There is another point presented by the record which perhaps should be passed upon on this rehearing. When Powell, the owner of the Pontiac car, was being examined by defendant, he was permitted, over objection and exception, to testify that some forty-five minutes after the collision, he went to the scene and put his foot on the brake of the truck and, “It went down to the floor”; that, “When I put my foot on the brake, it felt like it would hold just a little bit.” With this as a basis, this witness proceeded to testify that in his opinion the brakes were not in good condition, and that a truck running thirty miles an hour, with brakes in the condition he found them, would require a distance of one hundred feet to be stopped.

There was no further examination of the brake made by this witness to see what effect the collision had had on the brake or the rods connecting it. In other words, it is not shown that the car or the brakes were in the same condition as they were at the time of the collision, non constat the collision loosened or broke the brake connection along with the other damage done the truck. It is only when the article described is shown to be in the same condition at the time of examination as at the time of collision that testimony of its condition afterwards is admissible. Aplin v. State, 19 Ala. App. 604,99 So. 734 Evidence of an experiment, wherebyPage 185
to test the truth of testimony that a certain thing occurred, is not admissible, where the condition attending the alleged occurrence and experiment are not shown to be similar. Hisler v. State, 52 Fla. 30, 42 So. 692; Reid v. State, 68 Fla. 105,66 So. 725. Foster, J., when a member of this court, writing to the same conclusion, observed that: “The burden is upon the party offering the evidence to show similarity in essential conditions.” Spelce v. State, 20 Ala. App. 412-419,103 So. 694, 702.

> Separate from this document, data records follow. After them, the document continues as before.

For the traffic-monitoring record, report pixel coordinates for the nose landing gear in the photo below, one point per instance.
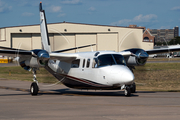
(34, 86)
(127, 91)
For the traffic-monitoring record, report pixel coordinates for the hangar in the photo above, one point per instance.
(66, 35)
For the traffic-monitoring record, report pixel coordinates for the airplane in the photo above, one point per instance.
(98, 70)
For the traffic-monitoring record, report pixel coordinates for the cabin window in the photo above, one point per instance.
(88, 63)
(75, 63)
(84, 63)
(109, 59)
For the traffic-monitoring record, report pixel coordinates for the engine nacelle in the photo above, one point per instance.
(138, 58)
(39, 59)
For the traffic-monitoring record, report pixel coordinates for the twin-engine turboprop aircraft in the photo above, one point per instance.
(104, 70)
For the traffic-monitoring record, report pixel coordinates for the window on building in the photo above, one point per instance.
(75, 63)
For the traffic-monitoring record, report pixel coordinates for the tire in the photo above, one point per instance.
(34, 89)
(133, 88)
(127, 92)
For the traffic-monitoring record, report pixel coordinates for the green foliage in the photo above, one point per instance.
(17, 73)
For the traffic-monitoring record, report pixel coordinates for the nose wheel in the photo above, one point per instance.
(34, 86)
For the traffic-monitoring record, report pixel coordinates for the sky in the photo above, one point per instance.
(153, 14)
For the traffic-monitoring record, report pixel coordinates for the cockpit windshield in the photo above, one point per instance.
(109, 59)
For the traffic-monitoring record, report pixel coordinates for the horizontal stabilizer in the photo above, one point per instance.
(7, 48)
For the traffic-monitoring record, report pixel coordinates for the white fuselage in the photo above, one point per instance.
(82, 73)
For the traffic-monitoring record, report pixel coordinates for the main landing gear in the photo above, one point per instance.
(129, 89)
(34, 86)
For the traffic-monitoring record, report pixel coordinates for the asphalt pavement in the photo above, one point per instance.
(61, 103)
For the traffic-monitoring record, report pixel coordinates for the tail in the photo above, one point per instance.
(44, 31)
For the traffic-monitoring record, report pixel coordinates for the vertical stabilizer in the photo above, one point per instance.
(44, 31)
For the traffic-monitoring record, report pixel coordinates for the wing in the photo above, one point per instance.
(63, 56)
(73, 48)
(16, 53)
(163, 50)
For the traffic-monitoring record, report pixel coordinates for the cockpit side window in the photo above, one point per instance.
(88, 63)
(104, 60)
(95, 63)
(75, 63)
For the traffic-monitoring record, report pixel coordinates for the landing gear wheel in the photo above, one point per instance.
(127, 91)
(133, 88)
(34, 88)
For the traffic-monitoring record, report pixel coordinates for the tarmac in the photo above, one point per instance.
(61, 103)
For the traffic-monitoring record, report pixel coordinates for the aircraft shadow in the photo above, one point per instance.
(71, 92)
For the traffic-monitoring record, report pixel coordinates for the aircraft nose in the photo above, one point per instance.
(127, 77)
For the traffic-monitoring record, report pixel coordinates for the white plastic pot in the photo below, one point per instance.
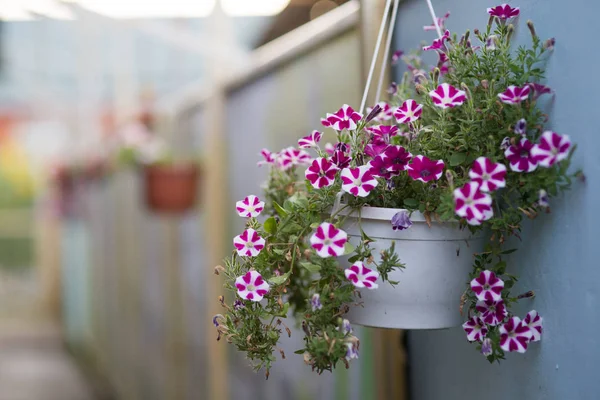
(438, 261)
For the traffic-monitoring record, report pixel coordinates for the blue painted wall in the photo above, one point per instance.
(559, 258)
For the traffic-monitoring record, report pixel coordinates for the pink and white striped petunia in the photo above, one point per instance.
(386, 113)
(514, 94)
(438, 44)
(408, 112)
(361, 276)
(503, 11)
(249, 243)
(514, 335)
(491, 312)
(310, 141)
(321, 173)
(344, 118)
(251, 286)
(534, 322)
(487, 286)
(520, 156)
(552, 148)
(447, 96)
(328, 240)
(269, 158)
(488, 174)
(472, 204)
(291, 157)
(250, 207)
(475, 329)
(358, 181)
(424, 169)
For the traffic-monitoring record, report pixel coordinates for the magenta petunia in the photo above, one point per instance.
(251, 286)
(249, 243)
(397, 159)
(361, 276)
(472, 204)
(250, 207)
(503, 11)
(514, 335)
(321, 173)
(534, 322)
(269, 158)
(344, 118)
(358, 181)
(438, 44)
(487, 286)
(291, 157)
(328, 240)
(492, 312)
(408, 112)
(475, 329)
(520, 156)
(310, 141)
(423, 169)
(488, 174)
(551, 149)
(514, 94)
(447, 96)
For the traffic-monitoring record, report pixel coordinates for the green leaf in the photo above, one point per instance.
(457, 159)
(270, 225)
(278, 280)
(310, 267)
(410, 202)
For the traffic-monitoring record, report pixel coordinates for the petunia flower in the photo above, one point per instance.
(386, 113)
(423, 169)
(503, 11)
(397, 159)
(344, 118)
(472, 204)
(488, 174)
(440, 20)
(250, 207)
(514, 94)
(310, 141)
(361, 276)
(321, 173)
(491, 312)
(328, 240)
(447, 96)
(401, 220)
(475, 329)
(269, 158)
(315, 302)
(521, 127)
(520, 156)
(408, 112)
(487, 286)
(251, 286)
(291, 157)
(534, 322)
(514, 335)
(358, 181)
(438, 44)
(551, 149)
(249, 243)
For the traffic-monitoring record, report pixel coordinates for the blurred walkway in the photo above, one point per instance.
(35, 366)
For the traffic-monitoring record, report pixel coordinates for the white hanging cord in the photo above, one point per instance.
(375, 53)
(435, 20)
(386, 53)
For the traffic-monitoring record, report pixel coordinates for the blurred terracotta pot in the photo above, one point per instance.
(171, 188)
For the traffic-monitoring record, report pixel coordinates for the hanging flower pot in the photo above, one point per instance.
(171, 188)
(437, 260)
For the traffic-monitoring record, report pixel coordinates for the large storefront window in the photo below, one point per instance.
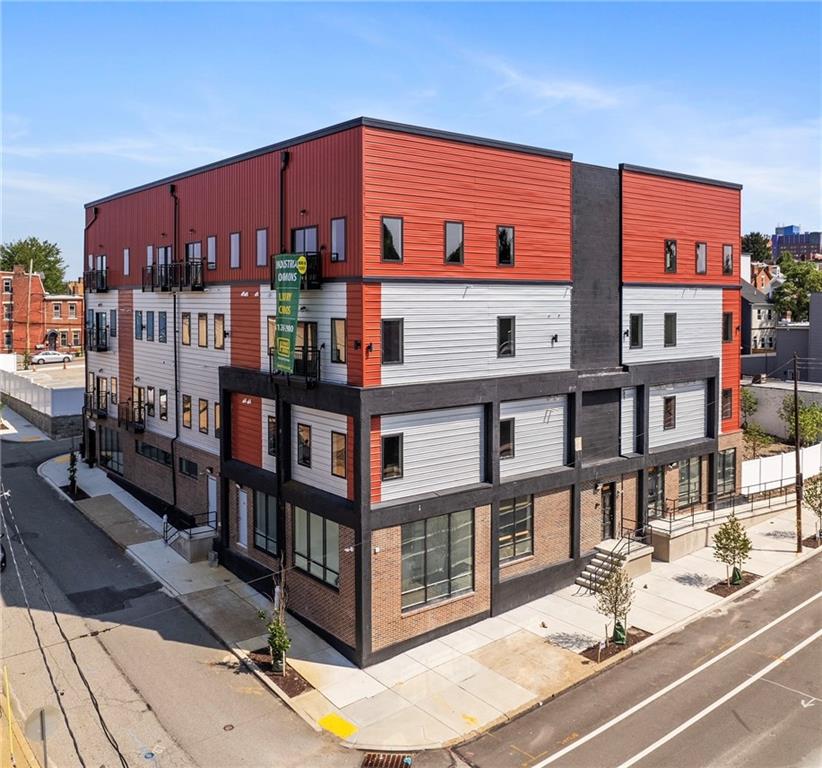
(437, 558)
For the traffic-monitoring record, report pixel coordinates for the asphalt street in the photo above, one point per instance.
(737, 688)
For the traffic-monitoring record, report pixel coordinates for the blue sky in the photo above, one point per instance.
(100, 97)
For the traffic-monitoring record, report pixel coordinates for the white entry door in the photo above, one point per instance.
(212, 501)
(242, 520)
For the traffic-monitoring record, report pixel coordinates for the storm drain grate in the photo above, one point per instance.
(386, 760)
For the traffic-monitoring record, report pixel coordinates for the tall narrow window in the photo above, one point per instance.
(453, 242)
(391, 238)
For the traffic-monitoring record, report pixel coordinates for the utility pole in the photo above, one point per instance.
(796, 450)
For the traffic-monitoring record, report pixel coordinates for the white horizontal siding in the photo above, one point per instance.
(698, 322)
(441, 449)
(539, 434)
(450, 330)
(691, 418)
(322, 424)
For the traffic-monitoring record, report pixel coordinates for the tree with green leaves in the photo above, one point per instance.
(732, 546)
(45, 257)
(802, 278)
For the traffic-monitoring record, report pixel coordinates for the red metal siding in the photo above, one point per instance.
(427, 181)
(657, 208)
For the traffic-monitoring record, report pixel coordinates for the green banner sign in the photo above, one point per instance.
(290, 268)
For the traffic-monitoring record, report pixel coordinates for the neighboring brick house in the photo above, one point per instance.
(34, 320)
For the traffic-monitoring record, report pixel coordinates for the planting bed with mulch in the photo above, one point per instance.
(612, 649)
(291, 682)
(723, 589)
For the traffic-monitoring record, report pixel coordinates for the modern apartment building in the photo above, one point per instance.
(503, 358)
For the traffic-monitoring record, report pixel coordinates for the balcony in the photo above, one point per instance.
(95, 280)
(313, 277)
(178, 275)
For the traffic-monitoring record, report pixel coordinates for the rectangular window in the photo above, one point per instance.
(437, 558)
(234, 250)
(304, 445)
(701, 258)
(516, 528)
(186, 317)
(187, 411)
(506, 439)
(670, 255)
(338, 454)
(262, 247)
(391, 238)
(202, 329)
(265, 523)
(635, 332)
(727, 259)
(337, 239)
(669, 413)
(219, 331)
(505, 246)
(392, 341)
(453, 242)
(670, 329)
(337, 340)
(317, 546)
(506, 341)
(391, 457)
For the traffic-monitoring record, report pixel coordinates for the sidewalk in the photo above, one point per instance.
(448, 689)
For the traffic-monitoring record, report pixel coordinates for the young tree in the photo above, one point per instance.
(46, 257)
(614, 600)
(732, 546)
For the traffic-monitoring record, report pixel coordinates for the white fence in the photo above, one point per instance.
(779, 471)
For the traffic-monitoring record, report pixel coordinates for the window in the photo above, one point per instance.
(188, 467)
(234, 250)
(727, 326)
(669, 413)
(727, 259)
(219, 331)
(262, 247)
(337, 340)
(337, 239)
(635, 332)
(202, 329)
(391, 238)
(304, 445)
(701, 258)
(187, 411)
(272, 435)
(727, 403)
(505, 246)
(453, 242)
(317, 546)
(392, 342)
(505, 337)
(265, 522)
(437, 558)
(516, 528)
(670, 329)
(391, 457)
(670, 255)
(506, 439)
(338, 454)
(187, 328)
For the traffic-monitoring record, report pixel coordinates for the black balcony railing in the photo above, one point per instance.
(313, 277)
(176, 276)
(95, 280)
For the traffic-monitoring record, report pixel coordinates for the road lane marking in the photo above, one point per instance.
(720, 701)
(675, 684)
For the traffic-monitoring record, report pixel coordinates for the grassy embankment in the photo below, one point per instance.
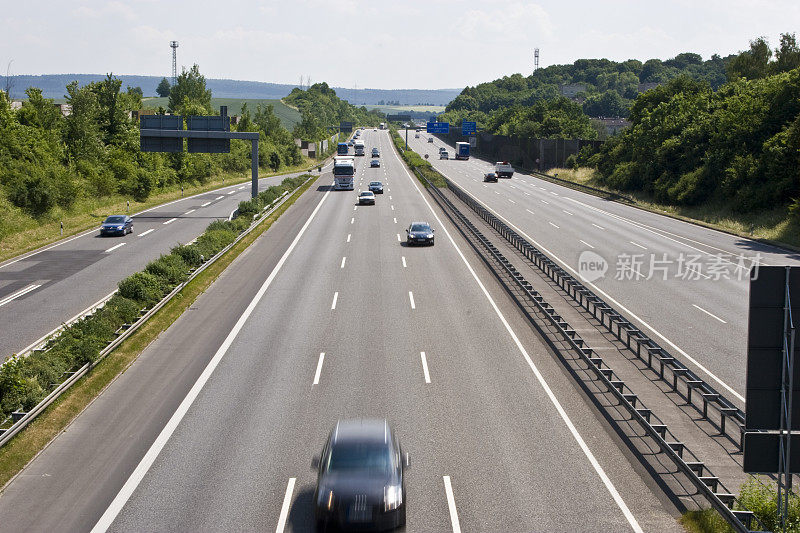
(53, 420)
(23, 233)
(773, 225)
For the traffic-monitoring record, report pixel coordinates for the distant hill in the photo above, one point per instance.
(53, 85)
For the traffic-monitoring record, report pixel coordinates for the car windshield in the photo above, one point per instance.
(360, 456)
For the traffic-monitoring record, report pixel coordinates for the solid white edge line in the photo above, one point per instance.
(451, 505)
(567, 421)
(115, 247)
(712, 315)
(425, 367)
(287, 500)
(19, 293)
(319, 368)
(614, 301)
(149, 458)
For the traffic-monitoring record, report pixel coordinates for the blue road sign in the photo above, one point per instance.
(438, 127)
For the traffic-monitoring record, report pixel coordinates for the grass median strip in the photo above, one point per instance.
(30, 441)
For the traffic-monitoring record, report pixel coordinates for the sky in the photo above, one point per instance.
(385, 44)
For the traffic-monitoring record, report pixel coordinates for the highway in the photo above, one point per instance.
(329, 315)
(41, 290)
(684, 285)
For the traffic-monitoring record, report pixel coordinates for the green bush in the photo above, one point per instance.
(170, 268)
(144, 287)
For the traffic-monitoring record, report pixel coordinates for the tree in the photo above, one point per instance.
(751, 64)
(163, 88)
(190, 87)
(787, 55)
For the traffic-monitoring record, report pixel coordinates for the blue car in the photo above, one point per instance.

While evidence of such experiments are frequently admitted to aid the jury in having the whole picture before them in considering their verdict, such evidence should always be received with caution, and only when it is clear that the jury will be enlightened thereby. Hisler v. State, 52 Fla. 30, 42 So. 692; Martin v. State, 68 Fla. 18, 66 So. 139.

The plaintiff’s witness Powell was permitted to testify, over timely objection and exception, in what distance the Hays truck could have been stopped while running twenty-five and thirty miles per hour on pavement. This was error. There was no sufficient predicate for this testimony. Powell was not shown to have been familiar with the Hays truck, nor was it shown that he ever examined the brakes on the truck before the collision and had never done more than to press down the brake pedal, after the truck had been partially demolished in the wreck.

The opinion is amplified and extended, and the application is overruled.